Sirene notes how Lebanese people generally have a judgmental, uncaring attitude towards prisoners, but she had two aims in making these episodes.
One was to bring “a true, real, and raw message from prisoners who killed and did the worst crimes you can think of but now they are remorseful, and a lot of them came to Christ inside the prison. We wanted to say that even if this person committed the worst act ever, they deserve a second chance. While they are in prison, they should be given a respectful life.
“Also, we wanted to share with the viewers to never lose hope; even in the darkest place, you could always start over,” Sirene says.
A number of prisoners in Roumieh expressed how this had become true for them. One, who has spent five years in prison for drug dealing and who chose to remain anonymous, said. “Yes, I regret what I did because I wronged myself and those around me. I also regret what I did because I made God unhappy with my wrong ways.
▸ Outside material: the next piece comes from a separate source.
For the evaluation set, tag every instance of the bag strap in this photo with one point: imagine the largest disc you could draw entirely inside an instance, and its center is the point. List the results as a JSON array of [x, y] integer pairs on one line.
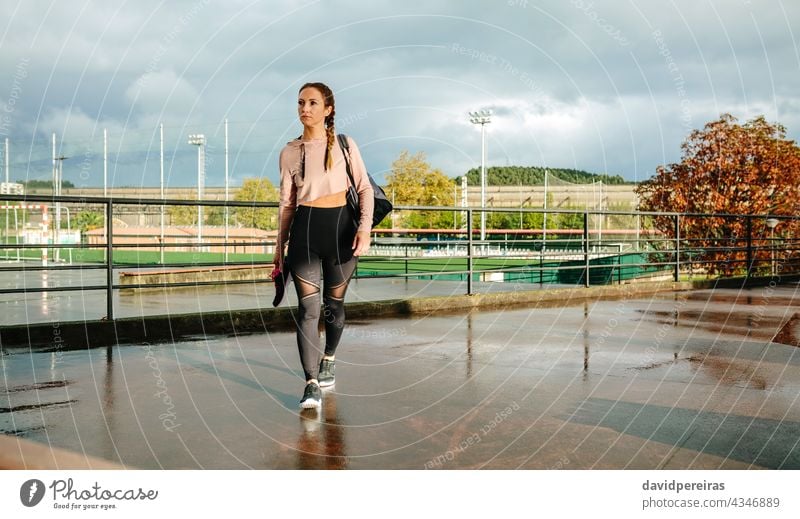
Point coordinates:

Yet, He is with me and shows me my wrongs.”
He thanked God for weekly Christian meetings taken by volunteers who visit and said his faith had helped him to “learn discipline and love.”
Shafik, who was also jailed for drug offenses, said that losing his freedom set him thinking about the things of real value in his life – the things I did, the things I lost, the people who came to visit me and those who didn’t. Only my family came; those who pushed me into drug dealing never came.”
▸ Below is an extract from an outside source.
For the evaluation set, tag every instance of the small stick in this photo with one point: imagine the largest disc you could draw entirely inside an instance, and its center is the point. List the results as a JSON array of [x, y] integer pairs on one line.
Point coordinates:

The weekly church meeting also had a life-changing impact on him. Despite being confined within prison walls, he said, “The best thing about it is that I feel free inside. I am totally free. I don’t care about the walls. I am free in Jesus. I am free from all material and worldly things.” he smiled.
Fawzy has served nine years of a 30-year sentence for killing someone. As he spoke to Sirene, he held a poetry book he had written and explained how writing gives him a sense of purpose.
“I wrote this book to prove that I exist, as opposed to the mainstream thought that once a person is imprisoned, they are gone. I wanted to prove that I can do something in a place where it is impossible for a person to do anything of value. I wanted to prove myself as a human.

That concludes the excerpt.